She may have a garland of flowers wrapped around her arm on the first day of Falgun, the Bangla month marking the beginning of spring, but her bandana and vigorous slogans made it very clear what she wanted and that she should not be taken lightly. The photo was taken at Shahbagh yesterday where thousands have been demanding death penalty for all war criminals. Photo: Sk Enamul HaqOne can argue that spring came to Shahbagh nine days ahead of its official start. That it came on the day the nation took to the streets, seeking to finally get justice for the crimes committed against humanity four decades ago.
It came on February 5 when the so-called “apathetic” and “apolitical” men and women used Facebook and blogs not to start a new fad, but a revolution.
That it came on the day when the housewife in Moghbazar, the businesswoman in Gulshan and the garment worker in Mirpur felt an urge so strong that they left their homes and offices for Shahbagh to chant slogans together with the demonstrators.
And that it arrived on the day when the rickshaw puller from Chittagong came to Dhaka with his meagre savings, having heard of the mass movement, to be a part of history.
And they may all be right.
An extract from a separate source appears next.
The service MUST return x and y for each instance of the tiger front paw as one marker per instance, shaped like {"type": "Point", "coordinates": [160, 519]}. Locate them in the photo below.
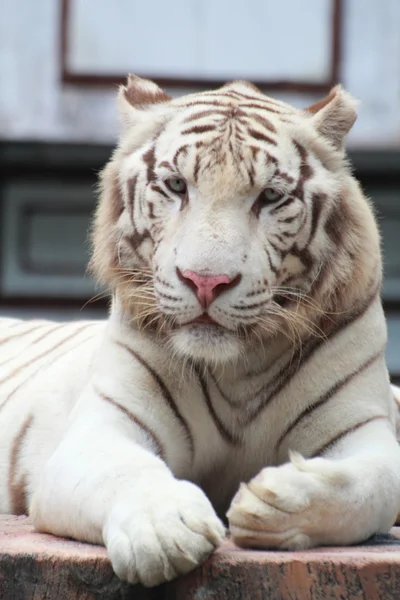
{"type": "Point", "coordinates": [298, 505]}
{"type": "Point", "coordinates": [152, 537]}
But yesterday, on Pahela Falgun, the people's movement at Shahbagh celebrated spring officially in all its revolutionary glory, chanting slogans such as, "Boshonter kalo daag, ei Boshonte muchhe jak" (let the black spot of the spring be wiped out this spring).
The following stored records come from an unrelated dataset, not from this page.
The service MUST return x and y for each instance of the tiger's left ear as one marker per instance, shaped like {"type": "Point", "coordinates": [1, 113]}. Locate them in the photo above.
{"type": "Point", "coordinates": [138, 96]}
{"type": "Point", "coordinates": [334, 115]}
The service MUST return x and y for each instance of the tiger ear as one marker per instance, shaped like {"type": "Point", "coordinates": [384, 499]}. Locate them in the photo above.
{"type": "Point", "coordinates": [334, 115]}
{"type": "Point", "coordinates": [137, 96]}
According to the demonstrators, the "black spot" is Jamaat-e-Islami, the party that actively opposed the country's Liberation War and six of whose top leaders are now being tried for war crimes.
Men and women flocked to the protest venue, vowing to make it the season of reawakening and renewal. Songs turned into slogans, slogans songs -- all tuned to the demand for a just trial of the war criminals.
Garlands and crowns made with spring flowers lent the sombre air of Shahbagh a festive look, without compromising the seriousness of the cause. Marigolds, roses and green leaves were used to transform the streets into colourful canvases to express the sentiments of the protestors.
"Even the cuckoo sang songs of resistance this year," said a university student, dressed in a yellow sari. The words “We want death sentence” were inscribed on one of her cheeks and “Pahela Boshonto” on the other.
Instrumental music played at Fine Arts' Bakultola, only a few yards away from the Shahbagh intersection, heralded the beginning of spring at 7:00 in the morning. As usual, the day's programme began with the rendering of the national anthem.
A cultural programme began at 3:00pm with protest songs and poetry recitations and continued through the evening, as thousands of people gathered. Some stopped by the demonstration to and from Bokultola and TSC where they went for the spring celebrations. Others remained at Shahbagh all day, refusing to take a break even to enjoy the events of the new season.
Fakir Alamgir, Subir Nandi and singers from Chhayanaut, among others, engaged the crowd with renditions of patriotic and inspirational songs.
A one-minute silence was observed from 7:00pm to commemorate the sacrifices of those who lost their lives during the Liberation War, the women who were raped, and those killed by Jamaat-Shibir since the independence. The silence was broken by the emotive renditions of violin, during which the whole crowd stood still.
Following the one-minute silence, a large portrait of Shaheed Janani Jahanara Imam was unveiled near the main stage of the protest venue.
Later in the evening, Selina Hayat Ivy, mayor of Narayanganj City Corporation, joined the movement to express her solidarity.
In the morning, representatives of the Shahbagh protest and different student groups placed wreaths at Shaheed Minar in remembrance of Debashis Bhattacharya Rupam, a Chhatra Moitree member who was killed by Shibir on Pahela Falgun in 1995.
The movement began on February 5, soon after a war crimes tribunal sentenced Jamaat leader Abdul Quader Mollah to life term in prison for crimes against humanity during the 1971 war. The protest was initiated by Bloggers and Online Activist Network, but it soon turned into a mass movement. Within days, it spread to other parts of the country, with the call for capital punishment to all war criminals getting louder and louder.
Yesterday, the organisers urged all to participate in a candlelight vigil from wherever they are at 7:00pm today to eradicate darkness from people's minds and from the country.
They also thanked the Jatiya Press Club for cancelling the membership of Jamaat leaders Quader Mollah and Muhammad Kamaruzzaman.
Belal Mohammad, one of the founders and organisers of the Swadhin Bangla Betar Kendra, expressed solidarity with the protesters.
Actor Bonya Mirza, media personality Nasiruddin Yousuff Bachchu, singer Krishnokoli, among others, came to Shahbagh to lend their support.